Yellow alert in Tenerife courtesy of MeteoAlarm
Given the fact that there is a weather alert announced for tomorrow here in the Canary Islands, it’s worth taking a quick look at what the different colour alerts mean.
These codes have been designed by the MeteoAlarm network of European national forecasters (http://www.meteoalarm.eu) with the intention of having a pan-European warning system and today most European countries, including Spain, the UK and Ireland, are members of the network and use these codes.
Here is a summary of the important alert colour coding.
The weather is potentially dangerous. The weather phenomena that have been forecast are not unusual but require your attention if you intend to practise activities exposed to meteorological risks. Keep informed about weather conditions and don’t take avoidable risks.
Wind: mean speeds 50-65km/h.
Rain: 30mm-50mm in 24 hrs.
The weather is dangerous and unusual meteorological phenomena have been forecast. Damage and causalities are likely to occur. Be very vigilant and keep yourself updated regarding weather conditions. Be aware of the risks that might be unavoidable. Follow any advice given by the authorities.
Wind: mean speeds 65-80km/h.
Rain: 50mm-70mm in 24 hrs.
The weather is very dangerous. Exceptionally intense meteorological conditions have been forecast. Major damage and accidents are likely, in many cases with threat to life and limb over a wide area. Keep frequently informed about changing weather conditions and risks. Follow orders and any advice given by authorities under all circumstances and be prepared for extraordinary measures.
Wind: mean speeds in excess of 80km/h.
Gusts: in excess of 130km/h.
Rain: 70mm or greater in 24 hrs.
The mayor of Adeje, José Miguel Rodríguez Fraga, following a meeting this morning with local security services, has activated the local municipal emergency protocol (CECOPAL) ahead of the predicted weather alert.
He also announced the suspension of all municipal activities, and school classes, for tomorrow.
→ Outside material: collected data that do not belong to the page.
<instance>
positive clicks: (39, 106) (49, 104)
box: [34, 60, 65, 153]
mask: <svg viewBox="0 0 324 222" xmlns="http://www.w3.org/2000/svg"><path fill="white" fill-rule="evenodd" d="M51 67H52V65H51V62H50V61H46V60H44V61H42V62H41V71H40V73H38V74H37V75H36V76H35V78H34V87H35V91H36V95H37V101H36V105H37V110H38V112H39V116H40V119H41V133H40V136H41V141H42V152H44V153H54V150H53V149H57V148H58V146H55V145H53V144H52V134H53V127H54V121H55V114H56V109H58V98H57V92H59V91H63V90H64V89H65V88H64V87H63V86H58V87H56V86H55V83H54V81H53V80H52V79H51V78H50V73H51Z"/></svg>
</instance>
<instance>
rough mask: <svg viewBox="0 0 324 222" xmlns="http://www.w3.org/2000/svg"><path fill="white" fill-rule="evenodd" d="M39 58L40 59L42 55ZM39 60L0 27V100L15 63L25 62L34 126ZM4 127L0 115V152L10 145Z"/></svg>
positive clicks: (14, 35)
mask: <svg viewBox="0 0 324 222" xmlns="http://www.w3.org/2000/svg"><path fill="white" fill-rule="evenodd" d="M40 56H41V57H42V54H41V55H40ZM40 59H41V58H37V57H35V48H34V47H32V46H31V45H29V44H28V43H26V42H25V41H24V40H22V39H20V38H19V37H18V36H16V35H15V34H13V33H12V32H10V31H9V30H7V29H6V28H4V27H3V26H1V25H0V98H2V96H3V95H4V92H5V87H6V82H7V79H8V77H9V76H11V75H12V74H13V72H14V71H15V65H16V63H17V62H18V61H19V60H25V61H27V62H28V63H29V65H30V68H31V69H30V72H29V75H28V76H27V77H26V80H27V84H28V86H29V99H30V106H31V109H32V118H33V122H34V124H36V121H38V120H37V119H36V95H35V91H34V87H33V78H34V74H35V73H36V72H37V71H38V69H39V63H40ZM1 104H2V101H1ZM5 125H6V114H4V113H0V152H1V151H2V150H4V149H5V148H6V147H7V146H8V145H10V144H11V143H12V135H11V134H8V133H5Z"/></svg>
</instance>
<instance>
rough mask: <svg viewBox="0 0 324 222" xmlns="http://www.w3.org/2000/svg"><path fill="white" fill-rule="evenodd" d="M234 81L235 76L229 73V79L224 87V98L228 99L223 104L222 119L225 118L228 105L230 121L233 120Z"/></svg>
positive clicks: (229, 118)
Furthermore, official council buildings will close – this includes the CDTCA, the borough’s creche, senior citizen and disability centres, cultural centres, etc and the council’s administrative offices too. Local police and civil protection will be on full alert during this time.
The mayor advised residents of Adeje to remain calm and and said “we have activated the CECOPAL protocol to ensure we can respond in the best and fastest possible way to the situation and coordinate with the security and emergency services. People should remain calm and avoid going out where possible and take all available precautions.
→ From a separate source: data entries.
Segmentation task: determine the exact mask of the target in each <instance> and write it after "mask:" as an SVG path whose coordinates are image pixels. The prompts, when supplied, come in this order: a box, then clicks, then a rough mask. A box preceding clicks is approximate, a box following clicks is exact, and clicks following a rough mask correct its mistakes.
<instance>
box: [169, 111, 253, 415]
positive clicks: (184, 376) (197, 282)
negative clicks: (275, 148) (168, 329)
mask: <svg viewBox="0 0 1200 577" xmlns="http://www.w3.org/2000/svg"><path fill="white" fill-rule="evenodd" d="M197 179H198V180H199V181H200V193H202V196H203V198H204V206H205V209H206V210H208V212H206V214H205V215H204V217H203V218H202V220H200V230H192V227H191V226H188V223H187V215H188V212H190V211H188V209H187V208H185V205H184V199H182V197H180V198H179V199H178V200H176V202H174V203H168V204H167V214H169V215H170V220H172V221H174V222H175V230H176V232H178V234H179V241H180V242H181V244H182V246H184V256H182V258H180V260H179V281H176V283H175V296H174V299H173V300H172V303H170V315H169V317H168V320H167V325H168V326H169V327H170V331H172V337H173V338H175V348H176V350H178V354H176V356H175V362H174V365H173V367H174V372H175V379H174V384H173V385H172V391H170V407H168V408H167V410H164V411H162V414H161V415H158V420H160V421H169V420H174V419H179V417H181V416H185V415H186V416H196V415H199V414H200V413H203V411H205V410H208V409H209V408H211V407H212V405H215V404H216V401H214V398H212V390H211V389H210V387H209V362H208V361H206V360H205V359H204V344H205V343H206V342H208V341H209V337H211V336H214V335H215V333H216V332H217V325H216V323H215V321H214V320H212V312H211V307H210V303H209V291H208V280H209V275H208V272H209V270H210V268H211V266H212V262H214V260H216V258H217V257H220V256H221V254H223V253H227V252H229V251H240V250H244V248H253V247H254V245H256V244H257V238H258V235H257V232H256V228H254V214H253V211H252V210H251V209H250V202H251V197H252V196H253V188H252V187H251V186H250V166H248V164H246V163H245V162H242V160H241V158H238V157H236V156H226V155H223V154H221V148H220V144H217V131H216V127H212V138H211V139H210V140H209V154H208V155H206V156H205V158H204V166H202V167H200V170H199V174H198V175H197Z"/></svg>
The Adeje department of tourism has also been in touch with all of the hotels in Adeje to keep them informed regarding the weather situation and the preventative measures they should take, such as the cancellation of excursions and outdoor activities. They have also recommended that tourists be advised to remain in their hotels during the emergency period.
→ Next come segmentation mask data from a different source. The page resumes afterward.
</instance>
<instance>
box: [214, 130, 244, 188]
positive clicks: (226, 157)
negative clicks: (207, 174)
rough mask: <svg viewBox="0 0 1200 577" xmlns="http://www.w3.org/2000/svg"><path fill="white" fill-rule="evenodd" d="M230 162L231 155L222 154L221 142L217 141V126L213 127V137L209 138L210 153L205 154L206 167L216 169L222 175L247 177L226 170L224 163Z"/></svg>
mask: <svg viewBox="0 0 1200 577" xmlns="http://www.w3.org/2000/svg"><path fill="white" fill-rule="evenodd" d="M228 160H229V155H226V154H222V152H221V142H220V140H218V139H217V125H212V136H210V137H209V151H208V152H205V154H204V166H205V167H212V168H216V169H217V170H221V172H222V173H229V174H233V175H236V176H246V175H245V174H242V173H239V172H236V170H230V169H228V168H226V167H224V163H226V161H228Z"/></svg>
The headquarters of CECOPAL is in the Las Torres Security Centre and can be contacted by calling 922 71 65 08. Members of the public can also call 112 for any matter of concern,
The general recommendations issued by the regional government in the case of high winds and heavy rains are to keep doors and windows closed to shut out currents. Remove objects from terraces and balconies, avoid trips/camping, don’t use elevators and avoid any road trips if possible.